Outro aspecto crítico envolve a gestão dos fornecedores.

Grande parte das cadeias do agronegócio brasileiro é formada por milhares de produtores distribuídos em diferentes regiões do país, com níveis distintos de maturidade tecnológica e capacidade de gestão de dados.

Isso significa que exportadores precisarão ampliar seus processos de diligência, investir em tecnologias de monitoramento territorial, integrar sistemas de informação e fortalecer mecanismos de governança da cadeia de suprimentos.

Quanto maior a complexidade da cadeia, maior será a necessidade de colaboração entre produtores, cooperativas, tradings, indústrias e instituições financeiras.

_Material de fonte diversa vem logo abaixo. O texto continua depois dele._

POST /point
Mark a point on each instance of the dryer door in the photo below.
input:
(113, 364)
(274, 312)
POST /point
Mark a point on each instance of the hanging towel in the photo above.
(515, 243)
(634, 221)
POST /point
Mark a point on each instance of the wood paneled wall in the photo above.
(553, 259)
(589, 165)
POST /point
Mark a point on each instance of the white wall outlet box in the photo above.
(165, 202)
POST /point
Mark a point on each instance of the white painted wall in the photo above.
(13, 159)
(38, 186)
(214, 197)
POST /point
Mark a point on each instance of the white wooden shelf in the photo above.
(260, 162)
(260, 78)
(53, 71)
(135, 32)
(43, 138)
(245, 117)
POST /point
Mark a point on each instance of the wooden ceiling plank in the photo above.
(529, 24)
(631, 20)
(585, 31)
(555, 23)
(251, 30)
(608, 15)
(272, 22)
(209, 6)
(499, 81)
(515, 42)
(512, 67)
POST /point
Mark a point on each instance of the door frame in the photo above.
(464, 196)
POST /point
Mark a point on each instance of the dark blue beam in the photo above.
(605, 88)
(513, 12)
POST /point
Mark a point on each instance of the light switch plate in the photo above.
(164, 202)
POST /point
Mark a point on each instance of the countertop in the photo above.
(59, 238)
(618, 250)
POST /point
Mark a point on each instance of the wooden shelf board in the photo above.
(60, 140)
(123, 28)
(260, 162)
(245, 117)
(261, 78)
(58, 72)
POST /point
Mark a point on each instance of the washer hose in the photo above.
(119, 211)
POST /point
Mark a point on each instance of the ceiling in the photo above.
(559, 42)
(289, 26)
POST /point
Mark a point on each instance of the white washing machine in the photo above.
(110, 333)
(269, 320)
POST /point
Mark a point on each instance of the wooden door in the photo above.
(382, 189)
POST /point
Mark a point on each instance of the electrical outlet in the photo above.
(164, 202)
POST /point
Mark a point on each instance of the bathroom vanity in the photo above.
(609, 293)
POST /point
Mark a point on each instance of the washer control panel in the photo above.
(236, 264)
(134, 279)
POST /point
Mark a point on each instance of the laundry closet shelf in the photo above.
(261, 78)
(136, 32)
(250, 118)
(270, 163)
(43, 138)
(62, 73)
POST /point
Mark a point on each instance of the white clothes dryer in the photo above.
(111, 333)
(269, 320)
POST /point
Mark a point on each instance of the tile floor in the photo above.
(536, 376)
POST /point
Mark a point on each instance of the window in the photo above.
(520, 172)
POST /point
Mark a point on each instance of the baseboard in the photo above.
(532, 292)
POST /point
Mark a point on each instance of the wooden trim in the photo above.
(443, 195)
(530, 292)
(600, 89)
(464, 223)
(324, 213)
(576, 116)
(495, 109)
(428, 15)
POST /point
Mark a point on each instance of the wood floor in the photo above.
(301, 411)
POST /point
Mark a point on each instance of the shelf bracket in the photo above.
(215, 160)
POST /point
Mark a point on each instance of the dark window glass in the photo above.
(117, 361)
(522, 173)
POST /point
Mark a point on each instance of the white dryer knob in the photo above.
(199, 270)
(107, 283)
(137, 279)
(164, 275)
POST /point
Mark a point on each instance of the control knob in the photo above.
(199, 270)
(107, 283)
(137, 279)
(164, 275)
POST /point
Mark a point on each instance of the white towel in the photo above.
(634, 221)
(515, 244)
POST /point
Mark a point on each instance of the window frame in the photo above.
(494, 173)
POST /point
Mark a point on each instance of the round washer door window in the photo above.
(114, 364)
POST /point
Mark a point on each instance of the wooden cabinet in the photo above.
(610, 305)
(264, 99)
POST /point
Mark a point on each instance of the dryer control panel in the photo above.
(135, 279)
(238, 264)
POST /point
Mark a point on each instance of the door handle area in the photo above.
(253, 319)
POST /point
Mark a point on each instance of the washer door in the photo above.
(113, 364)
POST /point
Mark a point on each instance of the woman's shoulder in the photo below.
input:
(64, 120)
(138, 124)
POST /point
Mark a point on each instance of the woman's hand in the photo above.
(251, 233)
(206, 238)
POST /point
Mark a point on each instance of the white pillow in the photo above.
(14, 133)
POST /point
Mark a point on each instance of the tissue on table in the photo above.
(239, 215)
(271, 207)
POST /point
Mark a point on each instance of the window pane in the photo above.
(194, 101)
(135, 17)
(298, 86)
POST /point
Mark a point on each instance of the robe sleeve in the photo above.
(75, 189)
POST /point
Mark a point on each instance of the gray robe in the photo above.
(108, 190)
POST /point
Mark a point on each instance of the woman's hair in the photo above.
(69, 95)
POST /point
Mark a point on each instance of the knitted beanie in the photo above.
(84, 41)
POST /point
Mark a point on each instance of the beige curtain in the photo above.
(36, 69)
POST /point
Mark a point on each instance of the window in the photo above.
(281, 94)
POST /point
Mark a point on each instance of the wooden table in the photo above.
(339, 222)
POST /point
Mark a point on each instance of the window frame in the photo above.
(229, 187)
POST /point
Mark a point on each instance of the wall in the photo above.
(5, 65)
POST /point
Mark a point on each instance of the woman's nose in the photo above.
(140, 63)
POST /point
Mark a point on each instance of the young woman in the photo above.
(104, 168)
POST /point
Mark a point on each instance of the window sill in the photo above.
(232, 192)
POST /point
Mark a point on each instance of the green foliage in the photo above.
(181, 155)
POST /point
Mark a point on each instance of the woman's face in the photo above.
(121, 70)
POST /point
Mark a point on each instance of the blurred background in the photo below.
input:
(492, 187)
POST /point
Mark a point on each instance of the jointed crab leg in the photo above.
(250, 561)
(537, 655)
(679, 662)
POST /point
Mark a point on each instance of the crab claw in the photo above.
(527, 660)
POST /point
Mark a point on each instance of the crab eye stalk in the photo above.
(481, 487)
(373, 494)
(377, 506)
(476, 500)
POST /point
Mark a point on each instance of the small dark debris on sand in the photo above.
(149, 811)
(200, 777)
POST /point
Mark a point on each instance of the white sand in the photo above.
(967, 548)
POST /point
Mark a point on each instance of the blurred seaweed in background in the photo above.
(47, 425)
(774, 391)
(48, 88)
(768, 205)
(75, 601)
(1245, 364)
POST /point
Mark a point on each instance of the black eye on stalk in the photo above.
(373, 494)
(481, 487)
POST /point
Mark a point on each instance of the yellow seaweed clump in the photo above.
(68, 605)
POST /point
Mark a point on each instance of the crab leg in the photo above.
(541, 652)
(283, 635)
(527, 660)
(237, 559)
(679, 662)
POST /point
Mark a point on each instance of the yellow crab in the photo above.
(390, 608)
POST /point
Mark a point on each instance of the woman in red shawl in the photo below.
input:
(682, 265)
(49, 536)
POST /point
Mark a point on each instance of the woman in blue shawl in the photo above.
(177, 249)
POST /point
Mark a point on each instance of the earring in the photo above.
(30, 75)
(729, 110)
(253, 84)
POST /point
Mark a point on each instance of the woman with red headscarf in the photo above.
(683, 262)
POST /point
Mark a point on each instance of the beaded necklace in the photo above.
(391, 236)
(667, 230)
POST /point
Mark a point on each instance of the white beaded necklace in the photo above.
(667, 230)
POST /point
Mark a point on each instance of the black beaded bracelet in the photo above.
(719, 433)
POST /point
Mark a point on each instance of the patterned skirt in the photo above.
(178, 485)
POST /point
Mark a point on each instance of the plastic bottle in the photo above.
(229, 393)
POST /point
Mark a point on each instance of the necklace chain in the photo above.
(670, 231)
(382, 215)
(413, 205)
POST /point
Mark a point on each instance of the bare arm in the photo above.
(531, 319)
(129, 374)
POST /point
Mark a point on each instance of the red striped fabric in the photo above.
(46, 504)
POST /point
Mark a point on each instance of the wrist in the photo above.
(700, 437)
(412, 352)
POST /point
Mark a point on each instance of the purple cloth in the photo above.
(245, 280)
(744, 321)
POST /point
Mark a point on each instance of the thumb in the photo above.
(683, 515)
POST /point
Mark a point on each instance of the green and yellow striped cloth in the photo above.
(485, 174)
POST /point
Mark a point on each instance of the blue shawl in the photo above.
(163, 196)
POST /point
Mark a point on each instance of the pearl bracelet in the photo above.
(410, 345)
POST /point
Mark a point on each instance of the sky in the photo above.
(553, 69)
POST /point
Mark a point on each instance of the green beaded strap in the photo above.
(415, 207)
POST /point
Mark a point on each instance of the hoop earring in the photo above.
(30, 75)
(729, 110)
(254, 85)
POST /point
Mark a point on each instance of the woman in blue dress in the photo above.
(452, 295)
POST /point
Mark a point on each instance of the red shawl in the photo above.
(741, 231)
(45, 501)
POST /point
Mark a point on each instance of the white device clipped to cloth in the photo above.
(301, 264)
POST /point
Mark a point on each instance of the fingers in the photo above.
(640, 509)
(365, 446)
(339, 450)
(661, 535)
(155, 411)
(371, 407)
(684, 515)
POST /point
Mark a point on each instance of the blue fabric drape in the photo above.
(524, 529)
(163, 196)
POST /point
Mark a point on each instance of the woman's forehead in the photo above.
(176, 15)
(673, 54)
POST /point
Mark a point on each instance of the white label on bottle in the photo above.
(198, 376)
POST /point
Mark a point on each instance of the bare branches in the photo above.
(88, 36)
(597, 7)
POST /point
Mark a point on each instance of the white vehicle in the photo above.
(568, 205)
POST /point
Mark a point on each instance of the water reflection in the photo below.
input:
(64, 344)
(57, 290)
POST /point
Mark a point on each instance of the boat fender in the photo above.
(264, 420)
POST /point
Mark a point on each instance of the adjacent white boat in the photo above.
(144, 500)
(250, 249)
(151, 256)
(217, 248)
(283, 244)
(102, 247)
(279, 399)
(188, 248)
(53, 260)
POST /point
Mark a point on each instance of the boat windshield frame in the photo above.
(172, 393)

A rastreabilidade deixa de ser responsabilidade exclusiva do exportador e passa a envolver todos os elos da produção.

Sustentabilidade torna-se requisito de acesso ao mercado

A implementação do EUDR sinaliza uma mudança mais ampla no comércio internacional.

Mercados consumidores estão migrando de modelos baseados em compromissos voluntários para estruturas regulatórias que exigem comprovação técnica, transparência e gestão de riscos socioambientais.

Nesse contexto, a sustentabilidade deixa de ser um diferencial competitivo e passa a representar um requisito para manutenção do acesso a mercados estratégicos.

Empresas que investirem desde já em rastreabilidade, qualidade de dados e governança estarão mais preparadas para responder às exigências regulatórias e fortalecer sua posição internacional.

Por outro lado, organizações que postergam essa adaptação podem enfrentar barreiras comerciais, aumento de custos operacionais e perda de competitividade em cadeias globais de valor.

Preparação começa antes da fiscalização

Embora a aplicação do regulamento para empresas médias e grandes tenha início em 30 de dezembro de 2026, a preparação não pode ser tratada como uma etapa final.

Construir uma cadeia rastreável exige tempo, integração tecnológica, qualificação de fornecedores e revisão de processos internos. É um trabalho que demanda planejamento e envolvimento de diferentes áreas do negócio.

Mais do que atender às exigências da União Europeia, empresas que estruturam sistemas confiáveis de rastreabilidade fortalecem sua gestão de riscos, ampliam a transparência para investidores e clientes e consolidam sua posição em um mercado global cada vez mais atento à origem dos produtos.

No novo cenário do comércio internacional, exportar não dependerá apenas da qualidade da produção, mas também da capacidade de demonstrar, com evidências, que sustentabilidade e competitividade caminham juntas.